Lawyers who concentrate their practice in divorce and family law belong to a close community. They have tried cases against each other over the years, attended the same professional events and may have even asked each other for advice. If your attorney and your spouse's attorney are cordial to one another, don't be dismayed. They aren't being disloyal to you, they're trying to create an atmosphere conducive to settlement.

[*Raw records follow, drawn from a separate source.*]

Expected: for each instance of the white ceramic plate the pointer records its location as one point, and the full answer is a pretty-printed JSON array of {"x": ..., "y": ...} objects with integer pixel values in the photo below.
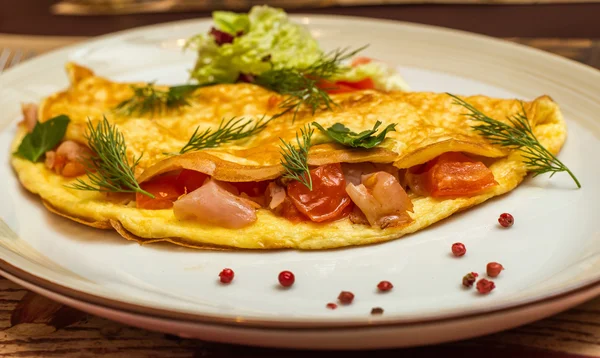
[{"x": 552, "y": 250}]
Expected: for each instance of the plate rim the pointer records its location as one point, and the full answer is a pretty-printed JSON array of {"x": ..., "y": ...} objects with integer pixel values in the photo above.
[{"x": 291, "y": 323}]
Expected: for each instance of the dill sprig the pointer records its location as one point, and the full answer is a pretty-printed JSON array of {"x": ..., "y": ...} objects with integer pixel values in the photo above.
[
  {"x": 295, "y": 160},
  {"x": 108, "y": 169},
  {"x": 517, "y": 135},
  {"x": 301, "y": 85},
  {"x": 230, "y": 130},
  {"x": 151, "y": 100}
]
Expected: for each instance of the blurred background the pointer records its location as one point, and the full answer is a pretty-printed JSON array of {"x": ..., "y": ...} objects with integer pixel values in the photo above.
[
  {"x": 567, "y": 27},
  {"x": 528, "y": 18}
]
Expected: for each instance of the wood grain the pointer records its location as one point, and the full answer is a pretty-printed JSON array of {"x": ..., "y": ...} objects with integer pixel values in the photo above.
[{"x": 32, "y": 326}]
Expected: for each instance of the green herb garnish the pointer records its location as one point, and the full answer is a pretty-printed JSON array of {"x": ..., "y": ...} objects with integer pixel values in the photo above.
[
  {"x": 301, "y": 85},
  {"x": 227, "y": 131},
  {"x": 151, "y": 100},
  {"x": 295, "y": 160},
  {"x": 231, "y": 22},
  {"x": 108, "y": 169},
  {"x": 364, "y": 139},
  {"x": 43, "y": 138},
  {"x": 518, "y": 135}
]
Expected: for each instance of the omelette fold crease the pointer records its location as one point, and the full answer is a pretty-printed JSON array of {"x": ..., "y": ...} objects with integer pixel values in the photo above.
[{"x": 428, "y": 124}]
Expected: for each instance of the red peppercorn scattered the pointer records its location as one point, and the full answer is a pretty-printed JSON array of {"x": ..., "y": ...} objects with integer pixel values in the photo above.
[
  {"x": 377, "y": 310},
  {"x": 346, "y": 297},
  {"x": 506, "y": 220},
  {"x": 286, "y": 278},
  {"x": 459, "y": 249},
  {"x": 493, "y": 269},
  {"x": 226, "y": 276},
  {"x": 385, "y": 286},
  {"x": 485, "y": 286},
  {"x": 469, "y": 279}
]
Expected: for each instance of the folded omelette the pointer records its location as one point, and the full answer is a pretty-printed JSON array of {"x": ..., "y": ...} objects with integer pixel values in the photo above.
[{"x": 360, "y": 195}]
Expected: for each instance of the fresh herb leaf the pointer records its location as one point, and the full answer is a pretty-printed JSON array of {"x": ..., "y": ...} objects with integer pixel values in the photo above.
[
  {"x": 43, "y": 138},
  {"x": 364, "y": 139},
  {"x": 295, "y": 160},
  {"x": 518, "y": 135},
  {"x": 151, "y": 100},
  {"x": 303, "y": 86},
  {"x": 228, "y": 131},
  {"x": 231, "y": 22},
  {"x": 109, "y": 170}
]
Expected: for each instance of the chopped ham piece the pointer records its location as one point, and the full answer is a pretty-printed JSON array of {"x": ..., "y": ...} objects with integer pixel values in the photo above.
[
  {"x": 215, "y": 203},
  {"x": 67, "y": 159},
  {"x": 381, "y": 199}
]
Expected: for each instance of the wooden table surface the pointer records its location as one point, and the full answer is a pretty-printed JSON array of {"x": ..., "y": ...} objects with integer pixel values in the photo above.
[{"x": 33, "y": 326}]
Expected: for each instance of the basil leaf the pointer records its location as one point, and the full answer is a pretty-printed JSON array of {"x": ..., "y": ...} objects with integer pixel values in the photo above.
[
  {"x": 364, "y": 139},
  {"x": 44, "y": 137}
]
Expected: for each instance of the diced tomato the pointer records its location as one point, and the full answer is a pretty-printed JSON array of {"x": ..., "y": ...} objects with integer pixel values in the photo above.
[
  {"x": 190, "y": 180},
  {"x": 251, "y": 188},
  {"x": 165, "y": 191},
  {"x": 451, "y": 175},
  {"x": 366, "y": 83},
  {"x": 361, "y": 61},
  {"x": 328, "y": 197}
]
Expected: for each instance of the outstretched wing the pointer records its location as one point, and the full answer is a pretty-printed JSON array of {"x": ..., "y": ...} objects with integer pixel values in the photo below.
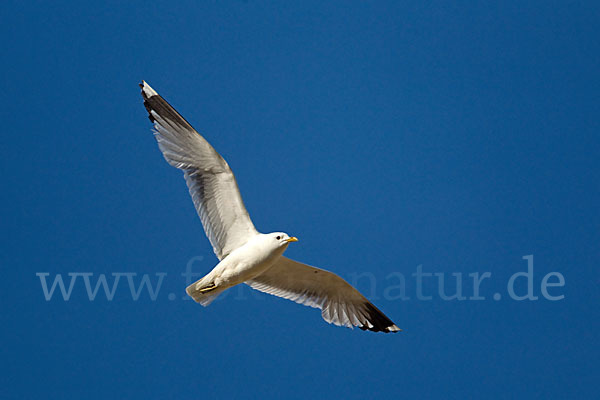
[
  {"x": 210, "y": 180},
  {"x": 341, "y": 304}
]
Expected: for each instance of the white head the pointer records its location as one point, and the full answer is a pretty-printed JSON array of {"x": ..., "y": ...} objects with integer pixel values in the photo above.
[{"x": 282, "y": 239}]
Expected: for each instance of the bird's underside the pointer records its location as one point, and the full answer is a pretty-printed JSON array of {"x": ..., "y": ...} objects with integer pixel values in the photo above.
[{"x": 228, "y": 226}]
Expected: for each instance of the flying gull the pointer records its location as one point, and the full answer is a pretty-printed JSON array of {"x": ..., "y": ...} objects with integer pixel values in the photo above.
[{"x": 246, "y": 255}]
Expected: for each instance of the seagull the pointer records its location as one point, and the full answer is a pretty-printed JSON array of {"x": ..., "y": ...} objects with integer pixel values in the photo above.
[{"x": 246, "y": 255}]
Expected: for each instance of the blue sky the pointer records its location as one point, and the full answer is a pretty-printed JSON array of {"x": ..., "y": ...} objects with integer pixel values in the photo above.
[{"x": 385, "y": 135}]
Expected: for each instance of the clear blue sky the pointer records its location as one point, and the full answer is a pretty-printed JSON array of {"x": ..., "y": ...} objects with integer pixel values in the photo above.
[{"x": 385, "y": 135}]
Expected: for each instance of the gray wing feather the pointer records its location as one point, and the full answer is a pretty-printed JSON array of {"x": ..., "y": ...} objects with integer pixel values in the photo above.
[{"x": 340, "y": 302}]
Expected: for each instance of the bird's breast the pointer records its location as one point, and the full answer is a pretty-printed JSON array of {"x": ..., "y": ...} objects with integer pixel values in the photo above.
[{"x": 247, "y": 262}]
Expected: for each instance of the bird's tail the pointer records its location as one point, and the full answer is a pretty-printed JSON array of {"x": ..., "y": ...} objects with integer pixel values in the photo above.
[{"x": 203, "y": 292}]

A skilled attorney will know when pleasantries end and tough negotiation begins.
During this period it is in both side's interest to act in a civilized, courteous manner and to negotiate in a way that avoids hostility, diffuses tension and maximizes the ability of the parties and their lawyers to arrive at a mutually acceptable settlement.
Clients commonly believe than an opponent's suggestions should be routinely rejected because they are bad ideas or because they reflect an ulterior motive.
Let your lawyer guide your response to the other side's suggestion. An offer from the other side is not bad per se. Consider it. And then remember: a skilled attorney should always be able to improve an initial offer...
An experienced family law practitioner knows that an agreement negotiated between the parties is the best possible outcome, because it allows them to fine tune matters the court is ill-equipped to resolve. After all, no judge will ever know the parties as well as you and your spouse know each other. And, a negotiated settlement always costs less than a litigated one.
Obviously, no settlement will be reached without your consideration and approval.